The addition of Battalions to the battles is a great thematic and interesting tactical component. Much of Three Houses is about how strength of personality and philosophy can lead others to kill, so it follows that giving the option of assigning soldiers to each character is possible. They aren’t game-breaking as they offer mild stat bonuses and limited use powers, but they can help turn the tide when power alone isn’t enough and a numbers advantage keeps the enemies from being able to counterattack. Three Houses also did well to remove the rock / paper / scissors focus in the battle system as it meant needing to keep a balance of skills with just a bit of specific fighting expertise among my characters. That meant keeping an eye on everyone, not just creating the boring situation of moving my one brute force character into action repeatedly.

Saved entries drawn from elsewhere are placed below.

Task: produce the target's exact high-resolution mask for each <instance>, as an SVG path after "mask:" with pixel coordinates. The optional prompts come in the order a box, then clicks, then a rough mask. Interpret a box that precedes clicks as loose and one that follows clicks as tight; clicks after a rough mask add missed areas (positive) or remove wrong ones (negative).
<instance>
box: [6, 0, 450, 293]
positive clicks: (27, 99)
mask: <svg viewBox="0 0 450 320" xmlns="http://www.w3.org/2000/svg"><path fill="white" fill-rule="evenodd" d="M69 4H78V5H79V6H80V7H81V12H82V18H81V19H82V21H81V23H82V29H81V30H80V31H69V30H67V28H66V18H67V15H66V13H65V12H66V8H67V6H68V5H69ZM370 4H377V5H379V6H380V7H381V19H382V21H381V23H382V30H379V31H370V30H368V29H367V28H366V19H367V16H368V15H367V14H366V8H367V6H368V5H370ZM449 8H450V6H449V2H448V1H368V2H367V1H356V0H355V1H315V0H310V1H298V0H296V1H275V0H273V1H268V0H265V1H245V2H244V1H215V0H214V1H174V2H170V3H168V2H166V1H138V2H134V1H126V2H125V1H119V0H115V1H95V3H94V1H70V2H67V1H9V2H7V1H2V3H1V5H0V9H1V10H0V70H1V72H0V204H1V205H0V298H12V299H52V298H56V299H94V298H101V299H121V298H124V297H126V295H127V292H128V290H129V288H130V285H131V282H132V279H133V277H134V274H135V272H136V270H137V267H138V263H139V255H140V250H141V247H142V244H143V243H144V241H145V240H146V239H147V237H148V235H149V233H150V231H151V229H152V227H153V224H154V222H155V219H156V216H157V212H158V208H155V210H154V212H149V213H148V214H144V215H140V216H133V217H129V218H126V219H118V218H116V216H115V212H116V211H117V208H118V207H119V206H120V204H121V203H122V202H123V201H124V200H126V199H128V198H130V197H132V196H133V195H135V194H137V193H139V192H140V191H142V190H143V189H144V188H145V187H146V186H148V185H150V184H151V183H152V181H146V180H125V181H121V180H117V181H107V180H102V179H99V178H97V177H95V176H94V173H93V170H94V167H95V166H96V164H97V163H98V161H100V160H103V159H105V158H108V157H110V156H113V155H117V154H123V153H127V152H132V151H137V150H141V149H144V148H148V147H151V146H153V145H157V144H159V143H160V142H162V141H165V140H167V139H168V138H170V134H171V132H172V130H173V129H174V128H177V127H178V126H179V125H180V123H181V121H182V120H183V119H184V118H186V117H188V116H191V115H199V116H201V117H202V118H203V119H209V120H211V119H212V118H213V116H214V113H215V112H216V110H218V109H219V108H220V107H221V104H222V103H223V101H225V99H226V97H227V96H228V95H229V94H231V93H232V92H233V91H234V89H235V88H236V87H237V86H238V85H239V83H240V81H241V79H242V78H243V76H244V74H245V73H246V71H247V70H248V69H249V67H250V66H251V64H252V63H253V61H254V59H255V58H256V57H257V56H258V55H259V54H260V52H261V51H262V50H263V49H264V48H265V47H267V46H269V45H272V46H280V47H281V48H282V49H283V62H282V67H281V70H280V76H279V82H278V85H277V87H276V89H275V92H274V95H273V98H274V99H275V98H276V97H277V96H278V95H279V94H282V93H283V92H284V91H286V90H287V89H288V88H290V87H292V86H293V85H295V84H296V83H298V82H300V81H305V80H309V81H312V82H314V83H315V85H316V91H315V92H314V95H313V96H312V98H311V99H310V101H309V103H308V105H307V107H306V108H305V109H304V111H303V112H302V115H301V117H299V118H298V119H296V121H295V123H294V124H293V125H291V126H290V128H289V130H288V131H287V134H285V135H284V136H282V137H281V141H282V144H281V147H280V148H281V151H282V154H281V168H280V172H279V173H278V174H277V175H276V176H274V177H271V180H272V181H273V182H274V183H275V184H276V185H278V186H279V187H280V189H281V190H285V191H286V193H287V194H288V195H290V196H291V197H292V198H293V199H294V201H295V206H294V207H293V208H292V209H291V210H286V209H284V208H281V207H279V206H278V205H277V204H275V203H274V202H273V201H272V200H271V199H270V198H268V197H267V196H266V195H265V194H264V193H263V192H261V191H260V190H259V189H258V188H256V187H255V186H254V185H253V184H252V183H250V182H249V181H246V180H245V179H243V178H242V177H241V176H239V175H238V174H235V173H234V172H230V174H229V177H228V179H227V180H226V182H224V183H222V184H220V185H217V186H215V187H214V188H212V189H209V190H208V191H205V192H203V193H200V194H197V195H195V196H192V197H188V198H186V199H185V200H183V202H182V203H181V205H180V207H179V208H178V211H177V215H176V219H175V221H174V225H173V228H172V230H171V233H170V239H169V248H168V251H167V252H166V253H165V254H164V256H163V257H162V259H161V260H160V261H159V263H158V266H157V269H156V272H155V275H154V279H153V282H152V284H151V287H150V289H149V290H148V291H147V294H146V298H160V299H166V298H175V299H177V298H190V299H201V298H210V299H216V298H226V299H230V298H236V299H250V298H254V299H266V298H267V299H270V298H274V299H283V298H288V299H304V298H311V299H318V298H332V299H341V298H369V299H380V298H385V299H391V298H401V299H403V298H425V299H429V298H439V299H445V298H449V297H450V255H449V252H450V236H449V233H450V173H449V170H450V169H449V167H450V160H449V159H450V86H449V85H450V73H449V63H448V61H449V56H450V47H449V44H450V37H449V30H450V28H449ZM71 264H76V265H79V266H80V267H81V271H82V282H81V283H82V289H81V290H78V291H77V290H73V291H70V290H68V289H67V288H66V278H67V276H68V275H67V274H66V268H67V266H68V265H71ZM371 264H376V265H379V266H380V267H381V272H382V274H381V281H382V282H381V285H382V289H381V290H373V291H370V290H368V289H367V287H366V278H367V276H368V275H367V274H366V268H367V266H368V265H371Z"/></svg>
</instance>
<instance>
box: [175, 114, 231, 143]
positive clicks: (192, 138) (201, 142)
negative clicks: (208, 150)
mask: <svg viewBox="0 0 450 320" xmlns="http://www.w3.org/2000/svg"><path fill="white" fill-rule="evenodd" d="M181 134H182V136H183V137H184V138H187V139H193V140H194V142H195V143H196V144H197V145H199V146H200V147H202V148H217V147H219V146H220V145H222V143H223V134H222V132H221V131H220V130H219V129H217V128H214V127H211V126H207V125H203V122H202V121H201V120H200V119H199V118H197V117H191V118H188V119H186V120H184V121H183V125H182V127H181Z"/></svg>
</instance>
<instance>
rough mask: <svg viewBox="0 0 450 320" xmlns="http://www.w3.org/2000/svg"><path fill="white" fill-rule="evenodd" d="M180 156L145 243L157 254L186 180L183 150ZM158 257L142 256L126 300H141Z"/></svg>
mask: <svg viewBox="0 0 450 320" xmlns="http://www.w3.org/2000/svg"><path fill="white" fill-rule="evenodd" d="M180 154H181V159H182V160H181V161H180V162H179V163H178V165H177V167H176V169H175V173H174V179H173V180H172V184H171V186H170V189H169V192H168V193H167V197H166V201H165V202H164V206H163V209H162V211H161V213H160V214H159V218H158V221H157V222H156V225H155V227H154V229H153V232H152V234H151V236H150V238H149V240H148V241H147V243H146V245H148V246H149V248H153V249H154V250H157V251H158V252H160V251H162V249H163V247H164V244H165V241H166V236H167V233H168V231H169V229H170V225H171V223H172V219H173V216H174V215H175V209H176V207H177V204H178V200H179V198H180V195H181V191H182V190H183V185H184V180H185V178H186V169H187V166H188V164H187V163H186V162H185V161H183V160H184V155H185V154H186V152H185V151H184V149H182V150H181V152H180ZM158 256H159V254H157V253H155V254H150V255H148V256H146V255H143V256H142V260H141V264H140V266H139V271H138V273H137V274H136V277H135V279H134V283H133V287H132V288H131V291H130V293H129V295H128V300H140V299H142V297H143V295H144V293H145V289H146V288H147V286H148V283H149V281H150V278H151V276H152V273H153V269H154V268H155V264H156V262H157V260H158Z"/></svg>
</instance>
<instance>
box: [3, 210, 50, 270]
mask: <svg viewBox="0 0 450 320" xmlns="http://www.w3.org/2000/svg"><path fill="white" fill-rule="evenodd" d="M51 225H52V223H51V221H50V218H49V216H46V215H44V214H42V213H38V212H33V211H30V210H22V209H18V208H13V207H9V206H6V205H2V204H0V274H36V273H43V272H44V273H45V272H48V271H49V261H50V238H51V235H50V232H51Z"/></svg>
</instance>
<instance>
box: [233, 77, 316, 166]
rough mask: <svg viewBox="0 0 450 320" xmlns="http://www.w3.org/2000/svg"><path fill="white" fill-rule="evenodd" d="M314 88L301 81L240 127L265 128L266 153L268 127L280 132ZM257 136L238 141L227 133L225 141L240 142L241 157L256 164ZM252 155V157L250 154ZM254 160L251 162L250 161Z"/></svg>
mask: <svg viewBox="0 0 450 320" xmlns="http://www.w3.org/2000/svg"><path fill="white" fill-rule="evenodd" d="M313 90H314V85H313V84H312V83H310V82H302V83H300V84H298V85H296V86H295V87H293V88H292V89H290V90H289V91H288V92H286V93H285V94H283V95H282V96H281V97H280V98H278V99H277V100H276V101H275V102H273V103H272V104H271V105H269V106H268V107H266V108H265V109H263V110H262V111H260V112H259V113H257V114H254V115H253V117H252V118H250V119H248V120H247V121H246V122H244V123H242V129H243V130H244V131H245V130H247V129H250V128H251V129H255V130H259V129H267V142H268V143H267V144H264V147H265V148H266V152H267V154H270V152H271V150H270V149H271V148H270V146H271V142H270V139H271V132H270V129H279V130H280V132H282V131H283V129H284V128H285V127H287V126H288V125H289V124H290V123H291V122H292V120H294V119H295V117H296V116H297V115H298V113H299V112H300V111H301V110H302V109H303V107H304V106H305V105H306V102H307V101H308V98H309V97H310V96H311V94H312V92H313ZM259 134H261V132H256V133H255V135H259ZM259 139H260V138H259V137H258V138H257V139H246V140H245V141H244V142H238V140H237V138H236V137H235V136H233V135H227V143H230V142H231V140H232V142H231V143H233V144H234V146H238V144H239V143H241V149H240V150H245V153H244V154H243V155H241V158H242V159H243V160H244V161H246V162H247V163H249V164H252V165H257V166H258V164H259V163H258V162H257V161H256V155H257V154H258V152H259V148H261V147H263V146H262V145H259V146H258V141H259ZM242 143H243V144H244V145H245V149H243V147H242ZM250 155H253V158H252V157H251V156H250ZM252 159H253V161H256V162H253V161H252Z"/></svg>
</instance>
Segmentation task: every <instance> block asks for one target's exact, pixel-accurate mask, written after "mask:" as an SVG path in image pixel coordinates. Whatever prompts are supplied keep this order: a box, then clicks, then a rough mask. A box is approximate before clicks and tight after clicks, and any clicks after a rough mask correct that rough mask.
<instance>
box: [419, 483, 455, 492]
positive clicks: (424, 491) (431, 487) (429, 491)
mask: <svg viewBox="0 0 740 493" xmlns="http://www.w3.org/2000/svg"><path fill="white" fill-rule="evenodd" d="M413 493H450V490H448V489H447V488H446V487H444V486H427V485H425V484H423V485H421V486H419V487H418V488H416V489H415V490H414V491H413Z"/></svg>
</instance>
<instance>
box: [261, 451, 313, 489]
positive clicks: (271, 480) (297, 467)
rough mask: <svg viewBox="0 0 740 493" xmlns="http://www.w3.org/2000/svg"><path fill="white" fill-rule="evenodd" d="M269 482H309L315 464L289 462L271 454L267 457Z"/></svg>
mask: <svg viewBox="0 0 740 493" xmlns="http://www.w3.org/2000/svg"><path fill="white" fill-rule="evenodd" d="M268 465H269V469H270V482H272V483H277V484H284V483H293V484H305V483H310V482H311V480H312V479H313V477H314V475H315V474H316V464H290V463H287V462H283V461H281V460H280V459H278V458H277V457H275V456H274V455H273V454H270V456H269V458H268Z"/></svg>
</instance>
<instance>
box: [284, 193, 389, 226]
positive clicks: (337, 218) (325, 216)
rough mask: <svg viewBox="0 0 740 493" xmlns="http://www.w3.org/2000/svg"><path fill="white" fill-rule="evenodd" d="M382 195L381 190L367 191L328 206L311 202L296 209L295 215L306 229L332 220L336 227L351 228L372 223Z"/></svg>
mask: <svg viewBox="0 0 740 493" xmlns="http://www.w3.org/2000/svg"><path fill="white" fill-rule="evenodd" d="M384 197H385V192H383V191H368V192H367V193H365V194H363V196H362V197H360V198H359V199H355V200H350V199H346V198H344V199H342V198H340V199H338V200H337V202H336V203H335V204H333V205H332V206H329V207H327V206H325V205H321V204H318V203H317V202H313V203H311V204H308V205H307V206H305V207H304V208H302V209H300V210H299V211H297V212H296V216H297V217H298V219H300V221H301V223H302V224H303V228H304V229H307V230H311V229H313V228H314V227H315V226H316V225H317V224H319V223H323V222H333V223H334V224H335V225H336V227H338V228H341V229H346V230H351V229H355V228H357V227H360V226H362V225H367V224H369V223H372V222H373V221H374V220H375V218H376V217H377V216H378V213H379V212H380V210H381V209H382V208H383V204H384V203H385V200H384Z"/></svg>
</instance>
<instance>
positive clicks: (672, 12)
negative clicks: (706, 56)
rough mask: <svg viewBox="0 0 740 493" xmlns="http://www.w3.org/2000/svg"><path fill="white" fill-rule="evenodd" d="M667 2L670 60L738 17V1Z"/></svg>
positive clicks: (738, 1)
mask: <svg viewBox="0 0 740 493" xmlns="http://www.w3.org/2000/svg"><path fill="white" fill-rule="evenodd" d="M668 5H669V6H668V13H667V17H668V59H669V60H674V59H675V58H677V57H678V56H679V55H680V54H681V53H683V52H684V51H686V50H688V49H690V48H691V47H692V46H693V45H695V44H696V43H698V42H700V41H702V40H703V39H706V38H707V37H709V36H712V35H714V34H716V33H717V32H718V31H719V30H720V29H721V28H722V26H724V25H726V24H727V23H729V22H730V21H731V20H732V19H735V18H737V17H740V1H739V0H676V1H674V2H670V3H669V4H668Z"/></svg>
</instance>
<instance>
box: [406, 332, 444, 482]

Three Houses‘ final twist is a doozy with daily life at the Academy creating much of the great character interactions and insights. You don’t have to spend a lot of time there but you’re missing out on the bulk of character development if you do. Some of it works great, like the choir practice marrying religious belief with authoritarian direction (not the path I expected but it makes a scary amount of sense in practice). Other bits are so silly that I wish games, in general, would do away with them. These include the camera friendly tea time, a bit of sparkly nothing that serves to strongly bond with one character but is really out of place model appreciation, and the fishing mini-game that involves matching circles together. They make less sense as gameplay elements or bonding pieces as time goes on and detract from the otherwise excellent interactions possible with cooking (which only involves getting ingredients and having time) and conversation.
The Review
Fire Emblem: Three Houses
No other game in 2019 tries to tackle as much, and as successfully, as Three Houses. When it missteps they are in-line with standard RPG practices that developers should consider chucking as additional minigames don't always add to the experience. But Three Houses always rights itself immediately after those stumbles, presenting a myriad of complicated questions of power that have taken residence in my mind long after the battlefield fades from my screen.
PROS
- Rich history and motivations of the many characters leads to a thorough critical evaluation of the evil of war as well as Fire Emblem itself.
- Revamped combat system rewards careful consideration of skills and covered ground instead of simple strength / weakness showdowns.
- Myriad of gorgeous art styles do not shy away from the violence while showing this land struggling to craft the myth of its own struggle.
CONS
- Tone-shattering minigames that serve only to extend the play time to sparkly inconsequence.